[Gluster-users] Gluster usage scenarios in HPC cluster management

Erik Jacobson erik.jacobson at hpe.com
Fri Mar 19 15:03:20 UTC 2021


A while back I was asked to make a blog or something similar to discuss
the use cases the team I work on (HPCM cluster management) at HPE.

If you are not interested in reading about what I'm up to, just delete
this and move on.

I really don't have a public blogging mechanism so I'll just describe
what we're up to here. Some of this was posted in some form in the past.
Since this contains the raw materials, I could make a wiki-ized version
if there were a public place to put it.



We currently use gluster in two parts of cluster management.

In fact, gluster in our management node infrastructure is helping us to
provide scaling and consistency to some of the largest clusters in the
world, clusters in the TOP100 list. While I can get in to trouble by
sharing too much, I will just say that trends are continuing and the
future may have some exciting announcements on where on TOP100 certain
new giant systems may end up in the coming 1-2 years.

At HPE, HPCM is the "traditional cluster manager." There is another team
that develops a more cloud-like solution and I am not discussing that
solution here.


Use Case #1: Leader Nodes and Scale Out
------------------------------------------------------------------------------
- Why?
  * Scale out
  * Redundancy (combined with CTDB, any leader can fail)
  * Consistency (All servers and compute agree on what the content is)

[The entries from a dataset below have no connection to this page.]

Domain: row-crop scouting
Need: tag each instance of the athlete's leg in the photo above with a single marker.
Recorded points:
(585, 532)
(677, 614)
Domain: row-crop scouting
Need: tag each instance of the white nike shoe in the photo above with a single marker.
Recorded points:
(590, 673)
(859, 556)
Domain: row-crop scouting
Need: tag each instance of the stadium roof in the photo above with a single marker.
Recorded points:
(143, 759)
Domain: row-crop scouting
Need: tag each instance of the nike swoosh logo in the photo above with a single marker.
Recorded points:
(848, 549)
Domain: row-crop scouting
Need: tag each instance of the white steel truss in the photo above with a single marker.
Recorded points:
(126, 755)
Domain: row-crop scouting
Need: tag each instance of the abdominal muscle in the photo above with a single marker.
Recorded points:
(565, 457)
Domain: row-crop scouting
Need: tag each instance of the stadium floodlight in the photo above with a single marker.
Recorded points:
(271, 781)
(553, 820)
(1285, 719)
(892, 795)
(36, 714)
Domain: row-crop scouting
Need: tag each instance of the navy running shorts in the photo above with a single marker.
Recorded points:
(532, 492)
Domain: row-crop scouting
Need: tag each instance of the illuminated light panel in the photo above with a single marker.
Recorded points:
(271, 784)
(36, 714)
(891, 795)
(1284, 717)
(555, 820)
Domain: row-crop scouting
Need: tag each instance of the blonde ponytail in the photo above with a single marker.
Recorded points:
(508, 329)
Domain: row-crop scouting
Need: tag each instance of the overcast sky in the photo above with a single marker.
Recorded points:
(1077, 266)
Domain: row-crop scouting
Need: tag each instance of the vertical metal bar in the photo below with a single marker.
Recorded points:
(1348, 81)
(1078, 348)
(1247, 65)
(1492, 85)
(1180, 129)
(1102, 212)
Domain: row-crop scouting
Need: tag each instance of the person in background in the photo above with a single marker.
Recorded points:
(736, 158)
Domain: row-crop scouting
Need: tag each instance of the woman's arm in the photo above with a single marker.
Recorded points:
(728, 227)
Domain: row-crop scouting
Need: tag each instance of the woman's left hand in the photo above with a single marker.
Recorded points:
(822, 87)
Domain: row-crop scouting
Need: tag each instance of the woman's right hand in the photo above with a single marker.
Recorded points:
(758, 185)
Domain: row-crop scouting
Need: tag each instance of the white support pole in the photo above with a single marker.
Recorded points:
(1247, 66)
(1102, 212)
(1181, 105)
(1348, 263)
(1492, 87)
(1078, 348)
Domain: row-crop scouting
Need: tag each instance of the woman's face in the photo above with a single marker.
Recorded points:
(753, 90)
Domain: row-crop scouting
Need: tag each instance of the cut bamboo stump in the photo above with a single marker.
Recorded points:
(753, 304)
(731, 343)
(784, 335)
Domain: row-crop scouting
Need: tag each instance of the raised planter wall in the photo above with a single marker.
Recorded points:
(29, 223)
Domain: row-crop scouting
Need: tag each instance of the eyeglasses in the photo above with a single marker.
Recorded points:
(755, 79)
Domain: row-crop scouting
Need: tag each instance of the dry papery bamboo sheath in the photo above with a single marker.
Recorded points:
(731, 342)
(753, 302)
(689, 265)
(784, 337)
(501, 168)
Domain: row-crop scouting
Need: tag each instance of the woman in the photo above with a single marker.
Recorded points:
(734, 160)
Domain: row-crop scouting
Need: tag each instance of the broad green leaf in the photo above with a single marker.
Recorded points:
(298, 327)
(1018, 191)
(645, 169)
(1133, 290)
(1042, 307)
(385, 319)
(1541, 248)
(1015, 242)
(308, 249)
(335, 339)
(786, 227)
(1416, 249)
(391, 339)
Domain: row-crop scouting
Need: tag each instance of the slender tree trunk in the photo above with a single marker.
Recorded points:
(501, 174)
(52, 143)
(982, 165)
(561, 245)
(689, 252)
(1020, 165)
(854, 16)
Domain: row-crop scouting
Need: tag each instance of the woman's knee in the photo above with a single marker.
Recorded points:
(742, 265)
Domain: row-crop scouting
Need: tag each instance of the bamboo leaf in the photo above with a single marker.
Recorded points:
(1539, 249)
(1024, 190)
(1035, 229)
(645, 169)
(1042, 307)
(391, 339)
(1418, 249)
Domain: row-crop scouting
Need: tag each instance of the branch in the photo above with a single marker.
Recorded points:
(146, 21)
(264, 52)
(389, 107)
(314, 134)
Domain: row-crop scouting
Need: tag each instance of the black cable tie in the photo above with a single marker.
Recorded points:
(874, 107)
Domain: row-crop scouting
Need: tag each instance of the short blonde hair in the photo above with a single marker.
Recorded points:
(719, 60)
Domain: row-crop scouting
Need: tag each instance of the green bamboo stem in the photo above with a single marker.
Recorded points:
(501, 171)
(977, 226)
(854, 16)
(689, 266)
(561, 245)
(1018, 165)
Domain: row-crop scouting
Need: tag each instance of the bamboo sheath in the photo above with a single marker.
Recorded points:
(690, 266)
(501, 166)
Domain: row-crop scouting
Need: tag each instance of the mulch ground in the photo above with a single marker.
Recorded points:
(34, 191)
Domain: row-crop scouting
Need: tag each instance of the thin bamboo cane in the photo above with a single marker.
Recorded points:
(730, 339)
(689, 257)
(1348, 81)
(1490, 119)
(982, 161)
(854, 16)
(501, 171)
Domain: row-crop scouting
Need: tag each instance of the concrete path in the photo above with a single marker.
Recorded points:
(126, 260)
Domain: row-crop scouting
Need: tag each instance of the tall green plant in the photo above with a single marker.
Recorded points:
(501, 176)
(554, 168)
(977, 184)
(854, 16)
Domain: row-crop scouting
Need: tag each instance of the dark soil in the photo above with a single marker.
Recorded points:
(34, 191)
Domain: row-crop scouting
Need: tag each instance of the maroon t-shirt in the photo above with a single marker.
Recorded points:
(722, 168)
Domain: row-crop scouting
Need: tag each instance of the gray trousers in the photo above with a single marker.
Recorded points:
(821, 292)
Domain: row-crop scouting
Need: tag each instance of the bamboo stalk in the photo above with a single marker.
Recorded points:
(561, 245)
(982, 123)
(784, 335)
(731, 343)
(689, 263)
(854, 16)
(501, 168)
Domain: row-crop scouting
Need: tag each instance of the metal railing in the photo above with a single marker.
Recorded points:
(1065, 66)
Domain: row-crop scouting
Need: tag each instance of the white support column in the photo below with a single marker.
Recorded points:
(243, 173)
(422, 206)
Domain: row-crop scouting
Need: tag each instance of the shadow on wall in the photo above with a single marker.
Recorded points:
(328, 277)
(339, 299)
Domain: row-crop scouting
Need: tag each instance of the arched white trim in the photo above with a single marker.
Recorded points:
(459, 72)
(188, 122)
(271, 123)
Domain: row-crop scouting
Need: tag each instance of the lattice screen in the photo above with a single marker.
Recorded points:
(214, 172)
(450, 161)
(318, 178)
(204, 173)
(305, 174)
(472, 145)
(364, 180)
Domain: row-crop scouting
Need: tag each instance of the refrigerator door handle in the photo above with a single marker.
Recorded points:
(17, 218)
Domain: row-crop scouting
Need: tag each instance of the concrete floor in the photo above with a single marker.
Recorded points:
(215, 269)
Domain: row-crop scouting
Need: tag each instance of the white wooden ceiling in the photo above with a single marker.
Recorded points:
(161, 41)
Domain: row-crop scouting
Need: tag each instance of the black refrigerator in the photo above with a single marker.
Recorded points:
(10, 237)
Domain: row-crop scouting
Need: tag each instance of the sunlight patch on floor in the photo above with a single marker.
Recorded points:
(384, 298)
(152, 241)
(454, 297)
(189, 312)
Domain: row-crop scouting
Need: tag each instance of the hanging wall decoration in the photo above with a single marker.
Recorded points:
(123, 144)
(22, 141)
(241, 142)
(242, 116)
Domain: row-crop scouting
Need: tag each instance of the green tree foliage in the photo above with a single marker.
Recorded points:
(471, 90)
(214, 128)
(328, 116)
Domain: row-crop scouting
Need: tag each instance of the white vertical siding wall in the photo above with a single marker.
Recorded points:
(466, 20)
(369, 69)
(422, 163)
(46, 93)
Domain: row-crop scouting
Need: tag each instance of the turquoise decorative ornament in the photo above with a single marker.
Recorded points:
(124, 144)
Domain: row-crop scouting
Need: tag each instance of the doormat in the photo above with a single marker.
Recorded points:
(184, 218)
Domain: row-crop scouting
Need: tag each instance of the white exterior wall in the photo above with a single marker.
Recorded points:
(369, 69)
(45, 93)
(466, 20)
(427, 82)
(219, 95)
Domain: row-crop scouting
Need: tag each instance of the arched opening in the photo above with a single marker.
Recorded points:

- Cluster manager has an admin or head node and zero or more leader nodes

- Leader nodes are provisioned in groups of 3 to use distributed
  replica-3 volumes (although at least one customer has interest
  in replica-5)

- We configure a few different volumes for different use cases

- We use Gluster NFS still because, over a year ago, Ganesha was not
  working with our workload and we haven't had time to re-test and
  engage with the community. No blame - we would also owe making sure
  our settings are right.

- We use CTDB for a measure of HA and IP alias management. We use this
  instead of pacemaker to reduce complexity.

- The volume use cases are:
  * Image sharing for diskless compute nodes (sometimes 6,000 nodes)
    -> Normally squashFS image files for speed/efficiency exported NFS
    -> Expanded ("chrootable") traditional NFS trees for people who
       prefer that, but they don't scale as well and are slower to boot
    -> Squashfs images sit on a sharded volume while traditional gluster
       used for expanded tree.
  * TFTP/HTTP for network boot/PXE including miniroot
    -> Spread across leaders too due so one node is not saturated with
       PXE/DHCP requests
    -> Miniroot is a "fatter initrd" that has our CM toolchain
  * Logs/consoles
    -> For traditional logs and consoles (HCPM also uses
       elasticsearch/kafka/friends but we don't put that in gluster)
    -> Separate volume to have more non-cached friendly settings
  * 4 total volumes used (one sharded, one heavily optimized for
    caching, one for ctdb lock, and one traditional for logging/etc)

- Leader Setup
  * Admin node installs the leaders like any other compute nodes
  * A setup tool operates that configures gluster volumes and CTDB
  * When ready, an admin/head node can be engaged with the leaders
  * At that point, certain paths on the admin become gluster fuse mounts
    and bind mounts to gluster fuse mounts.

- How images are deployed (squashfs mode)
  * User creates an image using image creation tools that make a
    chrootable tree style image on the admin/head node
  * mksquashfs will generate a squashfs image file on to a shared
    storage gluster mount
  * Nodes will mount the filesystem with the squashfs images and then
    loop mount the squashfs as part of the boot process.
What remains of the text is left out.